«C'est moins difficile de retenir les Jurassiens que de faire venir de nouveaux habitants.» Fort de ce précepte, le ministre Jean-François Roth, patron du programme «Pays ouvert» dont l'ambition consiste à accroître la population du Jura de 69 000 à 80 000 habitants d'ici à 2020, a décidé d'aller à la rencontre du public cible des émigrants: les étudiants. Le Jura ne disposant pas de hautes écoles, sa jeune élite émigre. Au départ, le temps de la formation. Puis, souvent, de manière définitive. Les jeunes Jurassiens prennent goût à la vie urbaine et estiment que leurs chances d'épanouissement professionnel y sont plus grandes.

Accompagné de la ministre de l'Education, Anita Rion, Jean-François Roth visite les écoles moyennes jurassiennes. Il était au lycée de Porrentruy vendredi, où il a demandé aux élèves d'exprimer ce qui les attache à leur région et ce qui pourrait les dissuader de revenir une fois leur formation terminée. Les réponses sont conformistes: les élèves sont liés au Jura par leurs familles, leurs amis, sa convivialité, sa tranquillité et la qualité de son environnement. Ce qui les rebute: son isolement, «son image de pays de paysans» a dit un lycéen, ses impôts et, surtout, des débouchés professionnels trop limités.

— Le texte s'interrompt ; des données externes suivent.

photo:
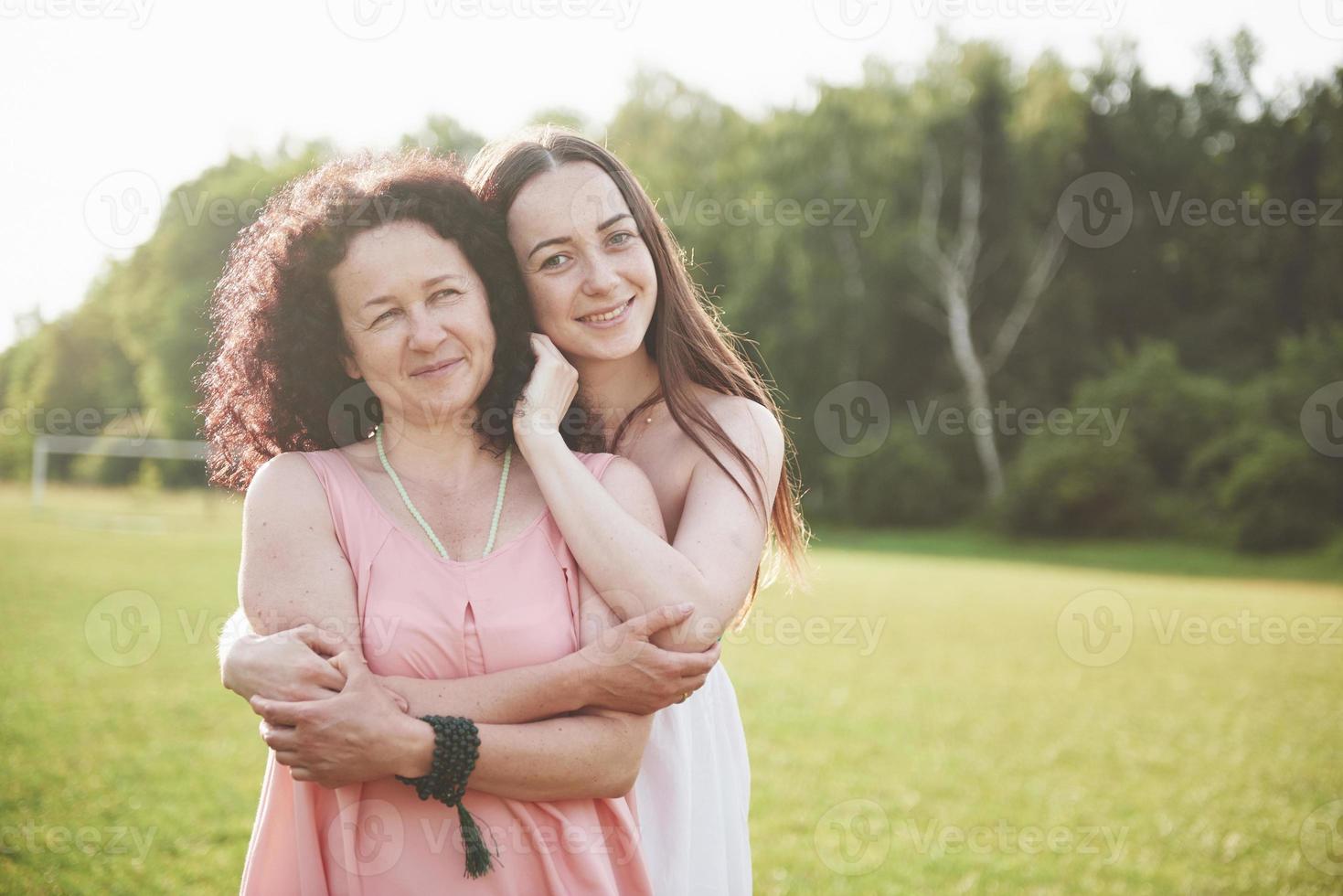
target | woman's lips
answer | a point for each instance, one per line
(615, 321)
(438, 368)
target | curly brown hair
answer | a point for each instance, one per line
(274, 371)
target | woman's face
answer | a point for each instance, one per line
(417, 320)
(586, 266)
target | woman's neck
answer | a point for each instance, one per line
(615, 387)
(446, 453)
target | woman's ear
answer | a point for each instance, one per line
(346, 361)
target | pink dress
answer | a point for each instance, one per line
(432, 618)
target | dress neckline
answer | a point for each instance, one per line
(418, 538)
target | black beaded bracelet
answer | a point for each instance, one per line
(457, 744)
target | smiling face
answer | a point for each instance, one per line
(417, 320)
(586, 266)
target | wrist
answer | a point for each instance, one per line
(581, 683)
(538, 443)
(415, 741)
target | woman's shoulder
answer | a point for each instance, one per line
(303, 475)
(599, 461)
(747, 423)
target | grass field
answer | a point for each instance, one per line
(920, 721)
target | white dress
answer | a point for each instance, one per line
(693, 795)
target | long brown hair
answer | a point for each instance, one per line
(687, 337)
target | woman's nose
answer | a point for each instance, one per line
(426, 332)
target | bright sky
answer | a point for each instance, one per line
(114, 101)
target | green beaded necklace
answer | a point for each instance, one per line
(410, 506)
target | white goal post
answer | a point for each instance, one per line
(106, 445)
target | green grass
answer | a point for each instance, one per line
(1136, 557)
(958, 709)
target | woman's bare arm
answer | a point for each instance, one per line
(719, 539)
(622, 672)
(592, 753)
(360, 733)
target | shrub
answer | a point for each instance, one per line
(1074, 485)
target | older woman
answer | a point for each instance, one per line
(430, 540)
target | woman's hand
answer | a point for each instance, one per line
(286, 666)
(633, 675)
(357, 735)
(547, 397)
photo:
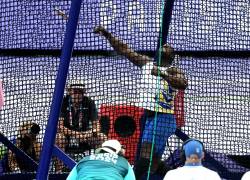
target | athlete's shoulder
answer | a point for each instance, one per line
(211, 173)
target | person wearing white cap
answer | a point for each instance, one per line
(193, 151)
(108, 163)
(246, 176)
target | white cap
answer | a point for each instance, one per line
(110, 146)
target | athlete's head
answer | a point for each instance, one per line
(113, 147)
(76, 90)
(167, 55)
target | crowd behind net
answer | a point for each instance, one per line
(216, 101)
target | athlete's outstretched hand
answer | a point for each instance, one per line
(100, 30)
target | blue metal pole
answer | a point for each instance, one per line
(51, 129)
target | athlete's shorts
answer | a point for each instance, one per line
(165, 127)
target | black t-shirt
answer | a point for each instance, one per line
(80, 119)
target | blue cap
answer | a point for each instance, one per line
(193, 147)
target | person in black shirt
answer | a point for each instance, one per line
(79, 128)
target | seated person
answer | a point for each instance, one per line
(26, 141)
(108, 163)
(79, 128)
(193, 150)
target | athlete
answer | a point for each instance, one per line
(157, 89)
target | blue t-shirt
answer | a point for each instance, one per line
(103, 166)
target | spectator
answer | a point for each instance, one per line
(79, 129)
(246, 176)
(26, 141)
(107, 163)
(193, 151)
(157, 90)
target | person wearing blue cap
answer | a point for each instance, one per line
(192, 170)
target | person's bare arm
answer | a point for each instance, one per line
(122, 48)
(173, 75)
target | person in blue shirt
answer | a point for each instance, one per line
(108, 163)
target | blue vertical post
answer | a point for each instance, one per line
(51, 129)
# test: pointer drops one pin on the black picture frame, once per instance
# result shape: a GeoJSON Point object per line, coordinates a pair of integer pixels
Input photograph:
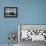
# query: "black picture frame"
{"type": "Point", "coordinates": [11, 12]}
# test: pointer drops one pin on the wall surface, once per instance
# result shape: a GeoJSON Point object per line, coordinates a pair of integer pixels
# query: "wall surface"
{"type": "Point", "coordinates": [29, 12]}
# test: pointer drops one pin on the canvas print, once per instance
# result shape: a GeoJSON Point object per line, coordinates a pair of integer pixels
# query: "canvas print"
{"type": "Point", "coordinates": [10, 12]}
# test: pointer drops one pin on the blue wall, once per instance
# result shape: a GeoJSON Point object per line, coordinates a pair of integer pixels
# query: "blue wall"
{"type": "Point", "coordinates": [29, 12]}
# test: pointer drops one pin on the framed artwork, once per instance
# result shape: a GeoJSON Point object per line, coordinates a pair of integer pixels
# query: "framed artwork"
{"type": "Point", "coordinates": [10, 11]}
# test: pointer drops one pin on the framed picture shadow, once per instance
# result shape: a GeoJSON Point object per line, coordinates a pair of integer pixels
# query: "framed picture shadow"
{"type": "Point", "coordinates": [10, 12]}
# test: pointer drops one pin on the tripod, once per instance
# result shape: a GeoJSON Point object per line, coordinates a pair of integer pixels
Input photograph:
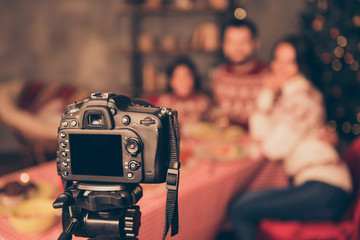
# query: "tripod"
{"type": "Point", "coordinates": [90, 210]}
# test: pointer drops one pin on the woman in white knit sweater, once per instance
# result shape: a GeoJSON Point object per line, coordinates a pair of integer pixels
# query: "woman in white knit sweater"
{"type": "Point", "coordinates": [289, 125]}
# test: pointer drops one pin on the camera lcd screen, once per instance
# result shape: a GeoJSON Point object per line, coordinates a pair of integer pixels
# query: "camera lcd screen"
{"type": "Point", "coordinates": [95, 154]}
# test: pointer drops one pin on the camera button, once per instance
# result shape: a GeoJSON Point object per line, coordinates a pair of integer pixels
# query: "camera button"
{"type": "Point", "coordinates": [134, 165]}
{"type": "Point", "coordinates": [73, 123]}
{"type": "Point", "coordinates": [63, 144]}
{"type": "Point", "coordinates": [125, 120]}
{"type": "Point", "coordinates": [65, 123]}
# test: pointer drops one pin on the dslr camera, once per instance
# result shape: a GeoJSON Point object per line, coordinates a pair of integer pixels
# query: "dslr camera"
{"type": "Point", "coordinates": [108, 144]}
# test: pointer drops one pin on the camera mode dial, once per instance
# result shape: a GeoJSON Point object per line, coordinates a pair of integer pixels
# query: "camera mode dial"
{"type": "Point", "coordinates": [133, 146]}
{"type": "Point", "coordinates": [134, 165]}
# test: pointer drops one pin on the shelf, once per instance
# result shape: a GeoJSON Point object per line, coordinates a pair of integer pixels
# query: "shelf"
{"type": "Point", "coordinates": [179, 53]}
{"type": "Point", "coordinates": [161, 53]}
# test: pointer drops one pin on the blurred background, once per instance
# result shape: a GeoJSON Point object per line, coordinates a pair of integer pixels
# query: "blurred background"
{"type": "Point", "coordinates": [66, 49]}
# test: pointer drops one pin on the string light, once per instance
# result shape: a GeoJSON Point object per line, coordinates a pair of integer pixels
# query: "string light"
{"type": "Point", "coordinates": [336, 65]}
{"type": "Point", "coordinates": [356, 129]}
{"type": "Point", "coordinates": [341, 41]}
{"type": "Point", "coordinates": [356, 20]}
{"type": "Point", "coordinates": [339, 52]}
{"type": "Point", "coordinates": [24, 178]}
{"type": "Point", "coordinates": [340, 112]}
{"type": "Point", "coordinates": [354, 65]}
{"type": "Point", "coordinates": [240, 13]}
{"type": "Point", "coordinates": [318, 23]}
{"type": "Point", "coordinates": [346, 127]}
{"type": "Point", "coordinates": [323, 4]}
{"type": "Point", "coordinates": [348, 58]}
{"type": "Point", "coordinates": [336, 92]}
{"type": "Point", "coordinates": [331, 126]}
{"type": "Point", "coordinates": [326, 58]}
{"type": "Point", "coordinates": [334, 33]}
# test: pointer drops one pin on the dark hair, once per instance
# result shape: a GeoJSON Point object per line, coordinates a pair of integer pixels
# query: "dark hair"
{"type": "Point", "coordinates": [183, 60]}
{"type": "Point", "coordinates": [306, 58]}
{"type": "Point", "coordinates": [233, 22]}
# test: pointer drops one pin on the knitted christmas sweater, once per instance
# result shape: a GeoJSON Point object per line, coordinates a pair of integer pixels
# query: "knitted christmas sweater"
{"type": "Point", "coordinates": [235, 92]}
{"type": "Point", "coordinates": [289, 127]}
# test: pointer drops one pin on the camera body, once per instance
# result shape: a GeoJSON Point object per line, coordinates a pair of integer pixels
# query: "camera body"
{"type": "Point", "coordinates": [113, 139]}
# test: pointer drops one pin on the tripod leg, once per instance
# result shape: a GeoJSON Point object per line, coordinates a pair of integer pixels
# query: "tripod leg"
{"type": "Point", "coordinates": [67, 234]}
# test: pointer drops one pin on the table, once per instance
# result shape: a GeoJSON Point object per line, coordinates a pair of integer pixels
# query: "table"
{"type": "Point", "coordinates": [204, 192]}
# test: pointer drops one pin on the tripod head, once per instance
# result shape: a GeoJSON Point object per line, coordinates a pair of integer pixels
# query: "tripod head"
{"type": "Point", "coordinates": [90, 210]}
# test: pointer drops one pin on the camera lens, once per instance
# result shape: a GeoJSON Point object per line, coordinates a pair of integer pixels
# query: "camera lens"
{"type": "Point", "coordinates": [96, 119]}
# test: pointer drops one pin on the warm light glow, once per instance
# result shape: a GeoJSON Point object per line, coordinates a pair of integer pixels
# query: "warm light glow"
{"type": "Point", "coordinates": [331, 126]}
{"type": "Point", "coordinates": [340, 112]}
{"type": "Point", "coordinates": [334, 33]}
{"type": "Point", "coordinates": [323, 4]}
{"type": "Point", "coordinates": [336, 91]}
{"type": "Point", "coordinates": [24, 178]}
{"type": "Point", "coordinates": [346, 127]}
{"type": "Point", "coordinates": [356, 20]}
{"type": "Point", "coordinates": [341, 40]}
{"type": "Point", "coordinates": [336, 65]}
{"type": "Point", "coordinates": [326, 58]}
{"type": "Point", "coordinates": [348, 58]}
{"type": "Point", "coordinates": [358, 116]}
{"type": "Point", "coordinates": [354, 65]}
{"type": "Point", "coordinates": [356, 129]}
{"type": "Point", "coordinates": [339, 52]}
{"type": "Point", "coordinates": [240, 13]}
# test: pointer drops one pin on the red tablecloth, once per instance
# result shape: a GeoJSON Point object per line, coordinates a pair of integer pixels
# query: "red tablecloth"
{"type": "Point", "coordinates": [204, 192]}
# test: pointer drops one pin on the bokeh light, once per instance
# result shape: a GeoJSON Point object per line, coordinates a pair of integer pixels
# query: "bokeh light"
{"type": "Point", "coordinates": [346, 127]}
{"type": "Point", "coordinates": [331, 126]}
{"type": "Point", "coordinates": [349, 58]}
{"type": "Point", "coordinates": [354, 65]}
{"type": "Point", "coordinates": [356, 129]}
{"type": "Point", "coordinates": [339, 52]}
{"type": "Point", "coordinates": [240, 13]}
{"type": "Point", "coordinates": [24, 178]}
{"type": "Point", "coordinates": [341, 41]}
{"type": "Point", "coordinates": [336, 92]}
{"type": "Point", "coordinates": [336, 65]}
{"type": "Point", "coordinates": [326, 58]}
{"type": "Point", "coordinates": [334, 33]}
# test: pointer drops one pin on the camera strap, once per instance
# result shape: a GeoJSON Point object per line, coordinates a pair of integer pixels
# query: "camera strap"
{"type": "Point", "coordinates": [172, 180]}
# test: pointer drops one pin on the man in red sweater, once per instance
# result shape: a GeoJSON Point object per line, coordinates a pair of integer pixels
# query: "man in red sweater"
{"type": "Point", "coordinates": [236, 83]}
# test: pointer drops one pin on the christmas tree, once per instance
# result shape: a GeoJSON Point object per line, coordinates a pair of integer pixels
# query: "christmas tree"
{"type": "Point", "coordinates": [334, 28]}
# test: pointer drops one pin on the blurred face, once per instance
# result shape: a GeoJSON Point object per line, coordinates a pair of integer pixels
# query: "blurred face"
{"type": "Point", "coordinates": [182, 81]}
{"type": "Point", "coordinates": [239, 45]}
{"type": "Point", "coordinates": [284, 66]}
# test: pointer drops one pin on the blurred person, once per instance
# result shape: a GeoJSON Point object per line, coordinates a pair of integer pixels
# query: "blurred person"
{"type": "Point", "coordinates": [184, 92]}
{"type": "Point", "coordinates": [289, 125]}
{"type": "Point", "coordinates": [236, 83]}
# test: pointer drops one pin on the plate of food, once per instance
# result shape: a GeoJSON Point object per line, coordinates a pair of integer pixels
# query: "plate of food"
{"type": "Point", "coordinates": [13, 193]}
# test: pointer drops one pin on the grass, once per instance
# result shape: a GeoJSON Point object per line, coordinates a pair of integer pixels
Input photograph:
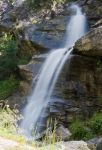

S'ils proposent, comme leurs aînés, de diminuer la fiscalité, de développer les soutiens à la famille, les infrastructures culturelles, les transports ou l'image du canton, et s'ils préconisent des «primes à l'initiative» pour ceux qui souhaitent créer leur entreprise, les jeunes ne semblent guère croire au projet «Pays ouvert». «80 000 habitants en 2020, est-ce réaliste», a demandé une élève? Un peu comme si les enfants et les petits-enfants de ceux qui ont créé le canton en 1979 n'avaient plus confiance en leur région. «Le dynamisme de la période de l'indépendance a disparu», a lancé un lycéen, traduisant le fatalisme ambiant.

Pas démoralisé pour autant, Jean-François Roth a noté deux idées originales: l'une consiste à faire du Jura un pôle d'activités industrielles pointues et d'y développer des centres de recherche, l'autre à «garder nos campagnes et développer nos villes», selon l'expression d'une élève, afin d'assouvir les besoins en animation exprimés par la jeunesse. Le ministre a encore précisé qu'il ne suffirait pas de retenir quelques jeunes pour atteindre l'objectif, mais «que nous aurons besoin d'immigration, proche ou lointaine. Je rêve d'une société multiculturelle, et pour cela, je parie sur l'ouverture des Jurassiens».

La prochaine échéance du programme «Pays ouvert» aura lieu en été, avec l'élaboration du paquet de mesures susceptibles d'accroître l'attractivité du Jura. «Un casse-tête chinois», selon le ministre.